The further you get down the road, the more likely it is that you’ll be looking at many transactions that will never recur, spending valuable time and effort on things you can’t optimize.
Lack of timely data, or bad data, can also create some awkward moments, such as having to go to your suppliers and ask them how much money you spent with them. This happens more often than you would think, and the supplier will simply ask, “For what time frame?” and they’ll usually be able to run the reports very quickly because they know their business on the customer side and can give you detailed information.
Not only is this an embarrassing situation, you also run the risk that they only give you what you ask for, or withhold material information. They’re not going to want to share anything that puts you in a better negotiating position. Robust spend analytics helps you avoid these awkward moments and show up to supplier negotiations with more information than they have.
Better, faster access to information lets procurement organizations make smarter decisions across the board, leverage their spend across business units or plants or sites, and really drive value through savings in the sourcing process. This is one of the goals that many companies are looking to achieve through their e-procurement initiatives.
Both direct and indirect spend are critical areas for organizations, though traditionally the focus has been on direct spend. In recent years I have noted that attitudes about indirect spend have changed significantly. Many organizations which previously ignored indirect spend because it was “less strategic” or smaller in value have begun to take interest in this spend, recognizing that the opportunity to drive value is in fact quite significant.
Most organizations are now organizing the procurement function to focus on indirect spend but in many cases have not invested in people, processes and technologies needed to manage it. They are just now starting to realize there are many applications that focus on getting visibility into indirect spend to drive additional value.
As organizations evolve in this direction, a question that quickly surfaces is how to set up spend analytics. One way is directly through the procurement tool. Another option is to pull the information into a broader data warehouse that has access to all the other areas of spend, including direct spend, so can you can generate reports from a single database. If you have global operations, you may want to pull data from all geographies so that you have access to all of your global data in one location. There are different ways to do it, but a key consideration is the speed with which you get access to that data.

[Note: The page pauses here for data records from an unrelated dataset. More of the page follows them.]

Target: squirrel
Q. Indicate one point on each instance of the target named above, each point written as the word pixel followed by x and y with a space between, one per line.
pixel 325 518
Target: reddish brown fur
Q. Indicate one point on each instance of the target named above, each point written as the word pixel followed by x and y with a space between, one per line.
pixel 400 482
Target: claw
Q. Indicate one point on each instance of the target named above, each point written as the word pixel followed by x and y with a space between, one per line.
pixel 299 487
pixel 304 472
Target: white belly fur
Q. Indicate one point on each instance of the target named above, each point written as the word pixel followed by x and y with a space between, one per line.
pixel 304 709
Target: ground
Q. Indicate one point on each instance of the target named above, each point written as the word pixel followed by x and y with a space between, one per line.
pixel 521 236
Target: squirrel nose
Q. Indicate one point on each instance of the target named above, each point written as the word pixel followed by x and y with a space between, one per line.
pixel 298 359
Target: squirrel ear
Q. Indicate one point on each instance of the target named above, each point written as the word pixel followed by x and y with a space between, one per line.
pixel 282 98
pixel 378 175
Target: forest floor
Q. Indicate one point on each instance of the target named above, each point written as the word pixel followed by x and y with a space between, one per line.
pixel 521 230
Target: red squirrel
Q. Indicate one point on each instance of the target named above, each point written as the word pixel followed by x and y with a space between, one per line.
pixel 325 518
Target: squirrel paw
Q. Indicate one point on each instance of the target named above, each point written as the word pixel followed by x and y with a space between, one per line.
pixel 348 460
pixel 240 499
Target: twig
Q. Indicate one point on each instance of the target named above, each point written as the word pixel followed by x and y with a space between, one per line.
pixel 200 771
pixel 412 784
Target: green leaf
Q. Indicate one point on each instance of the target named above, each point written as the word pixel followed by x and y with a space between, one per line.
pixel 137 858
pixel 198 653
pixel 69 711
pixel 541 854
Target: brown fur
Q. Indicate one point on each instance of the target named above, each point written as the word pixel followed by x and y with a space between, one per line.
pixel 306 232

The other key consideration is of course data quality. I see many companies that have access to data, but people don’t trust it. What ends up happening is they have to go to the individual parties in the organization that are doing the purchasing and ask a lot of questions, or again, back to the suppliers to get the information. It’s inefficient, and it’s humiliating.
The organizations I see that are doing this well are those that have e-procurement platforms and have placed a focus on driving adoption across the organization. They’ve set up a well-defined spend taxonomy, and made sure people know how to use it. Categories are required for all spend, and they have a governance structure with clearly defined roles that have the ability to approve category selection within the taxonomy. Additionally, they don’t use a category called “other” or “miscellaneous.”
Ultimately, the most efficient way to categorize transactions is to do it up front; this ensures a quick flow into the downstream analytics system and gets you quicker access to the information.
Remember, getting access to real time visibility is the big goal here. That doesn’t happen overnight, but as you start to get your category taxonomy deployed, upstream systems straightened out, and processes established, the effort around data validation should decrease.
The data should get better and better over time, so you get to the point where users can run reports in the application on an ad hoc basis with complete confidence. Then they are empowered to make smarter decisions and avoid those awkward supplier moments.